いや顔の驚いたことか驚くまいことか。いきなり顔に水をかけられたものだから、いっぺんに目が覚めちゃった。
モーニングアクションのマニュアルを逸脱したのだからオール自己責任ですわな。
ボケが始まって意志と行動がマッチしなくなってきている。トンチンカンではなくてハンチントンです。一生踊り続けなければいけない「赤い靴」ですかね。あれは印象深い映画でしたね。
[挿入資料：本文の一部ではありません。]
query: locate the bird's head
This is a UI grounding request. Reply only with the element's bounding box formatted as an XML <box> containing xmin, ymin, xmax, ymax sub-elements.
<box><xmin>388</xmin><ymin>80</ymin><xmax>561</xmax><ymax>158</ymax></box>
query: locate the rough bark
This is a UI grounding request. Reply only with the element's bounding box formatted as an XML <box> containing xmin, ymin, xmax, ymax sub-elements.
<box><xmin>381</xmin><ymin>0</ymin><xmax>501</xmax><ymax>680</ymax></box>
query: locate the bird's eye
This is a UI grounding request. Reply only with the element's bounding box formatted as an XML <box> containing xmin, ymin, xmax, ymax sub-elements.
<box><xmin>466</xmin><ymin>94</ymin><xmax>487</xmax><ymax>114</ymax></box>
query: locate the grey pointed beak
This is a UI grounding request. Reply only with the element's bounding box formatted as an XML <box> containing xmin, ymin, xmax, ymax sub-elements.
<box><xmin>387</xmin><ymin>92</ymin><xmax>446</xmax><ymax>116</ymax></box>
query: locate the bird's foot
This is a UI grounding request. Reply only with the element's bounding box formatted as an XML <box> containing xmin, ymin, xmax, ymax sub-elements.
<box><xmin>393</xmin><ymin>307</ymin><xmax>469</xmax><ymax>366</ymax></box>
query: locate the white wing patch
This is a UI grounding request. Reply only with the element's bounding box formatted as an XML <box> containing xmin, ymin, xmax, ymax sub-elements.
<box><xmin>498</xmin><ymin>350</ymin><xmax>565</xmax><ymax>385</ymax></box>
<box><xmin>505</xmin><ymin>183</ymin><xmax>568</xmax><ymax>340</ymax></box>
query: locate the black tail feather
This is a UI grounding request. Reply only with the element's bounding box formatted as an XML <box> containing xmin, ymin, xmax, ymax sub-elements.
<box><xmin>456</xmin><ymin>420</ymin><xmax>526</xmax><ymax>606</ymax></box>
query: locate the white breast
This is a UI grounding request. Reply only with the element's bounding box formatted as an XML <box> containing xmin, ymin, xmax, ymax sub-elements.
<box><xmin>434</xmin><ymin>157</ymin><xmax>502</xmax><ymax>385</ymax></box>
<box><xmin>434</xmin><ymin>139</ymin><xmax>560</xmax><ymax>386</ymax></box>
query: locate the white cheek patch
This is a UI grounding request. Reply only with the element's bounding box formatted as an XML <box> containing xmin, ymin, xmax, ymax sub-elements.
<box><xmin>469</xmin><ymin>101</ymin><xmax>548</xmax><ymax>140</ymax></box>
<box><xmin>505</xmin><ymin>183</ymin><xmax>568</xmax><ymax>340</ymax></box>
もう2月が終わったのですねえ。うかうかしていられない気分です。
兼題の「蝶」はしられているものだけで2万しゅほど、地球上で見ないところが無いほどどこにでもいるそうです。蛾と蝶は同じ属だそうで、都合何万種になるか不分明の昆虫です。これを三春の季語とひとくくりに片付けるのも乱暴なハナシです。モンシロチョウは初春、揚羽蝶は初夏…という具合に個体ごとに季語分別すべきではないでしょうか。
俳句の季語は植物など丹念に拾い上げられてうっかりすると二重季語に落ちるほどなのに動物・鉱物は極めて大雑把です。ヘンな文芸ですねえ。でもそれで好きで別れられないのですから、ヘンなのはこちらのほうですねえ。もういっぺん貌を洗おうっと。